While engineers know a great deal about fixed-wing planes through decades of trials and experimentation, Mezić describes it as “patchy knowledge.”
“We know how to calculate certain things, and there are other things we do through serious engineering work. We sit down and measure the system, and it’s one at a time,” he said. “Here’s the system, here’s how it will behave, here are the specs; now produce it, fly — finished. But because flight theory has been tied mainly to fixed-wing aircraft for so long, we don’t have a lot of the theory for flight with flexible wings. With Professor Paolo Luzzatto-Fegiz, my colleague in the Mechanical Engineering Department, and colleagues at Caltech, the University of Washington, and MIT, we want to develop the underlying theory for these systems based on a revolutionary extension of our earlier algorithmic work.”

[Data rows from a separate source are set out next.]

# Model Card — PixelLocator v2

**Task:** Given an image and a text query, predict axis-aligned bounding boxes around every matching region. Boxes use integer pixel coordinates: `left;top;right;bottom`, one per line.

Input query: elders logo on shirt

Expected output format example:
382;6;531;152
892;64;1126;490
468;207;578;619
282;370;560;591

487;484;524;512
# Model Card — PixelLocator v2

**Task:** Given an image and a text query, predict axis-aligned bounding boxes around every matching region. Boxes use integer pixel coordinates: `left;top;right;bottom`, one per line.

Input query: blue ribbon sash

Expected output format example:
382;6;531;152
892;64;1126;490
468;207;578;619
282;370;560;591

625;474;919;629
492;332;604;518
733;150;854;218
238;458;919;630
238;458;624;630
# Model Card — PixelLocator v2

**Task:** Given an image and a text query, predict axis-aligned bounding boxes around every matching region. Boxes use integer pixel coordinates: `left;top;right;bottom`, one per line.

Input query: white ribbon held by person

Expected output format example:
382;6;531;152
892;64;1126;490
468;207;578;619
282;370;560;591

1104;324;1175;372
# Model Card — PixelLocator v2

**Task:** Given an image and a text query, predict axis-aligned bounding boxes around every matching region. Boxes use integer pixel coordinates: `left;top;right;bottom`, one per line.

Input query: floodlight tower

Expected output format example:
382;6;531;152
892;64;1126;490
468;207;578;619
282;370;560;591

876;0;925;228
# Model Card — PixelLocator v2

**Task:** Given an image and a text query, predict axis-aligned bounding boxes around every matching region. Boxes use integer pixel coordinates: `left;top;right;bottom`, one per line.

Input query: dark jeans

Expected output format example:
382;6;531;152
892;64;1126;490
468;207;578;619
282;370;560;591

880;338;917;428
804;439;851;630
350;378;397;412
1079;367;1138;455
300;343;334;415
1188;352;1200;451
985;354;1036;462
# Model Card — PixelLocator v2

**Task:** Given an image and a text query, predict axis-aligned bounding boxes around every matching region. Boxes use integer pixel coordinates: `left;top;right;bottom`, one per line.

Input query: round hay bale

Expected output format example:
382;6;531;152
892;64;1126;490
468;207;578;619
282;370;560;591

On the robotics side, Mezić will work with robotics expert Professor Shai Revzen at the University of Michigan, who is interested in applying algorithms to create robots that can better emulate human and animal motion and the ability to maintain and regain equilibrium. The human walk is extremely hard to replicate in a robot, because while humans walk in a rhythmic way based on a repeating cycle, no two cycles are exactly the same, as they involve constant subtle adjustments to maintain equilibrium.
“The true frontier at this point is, How does the system adapt?” Mezić said. He gave the example of how the different rotors on a drone will adapt to maintain equilibrium and control when it is hit by a gust of wind. Or how a robot will stay upright if it is bumped or it encounters a hole or a slippery surface. “Eagles and humans — actually most animals — do this phenomenally well. Robots can do it, but they fail frequently,” Mezić noted.
“The grand goal is to provide the underlying algorithm that can enable people to develop revolutionary autonomous technologies,” Mezić said. “We’re certainly aiming for that.”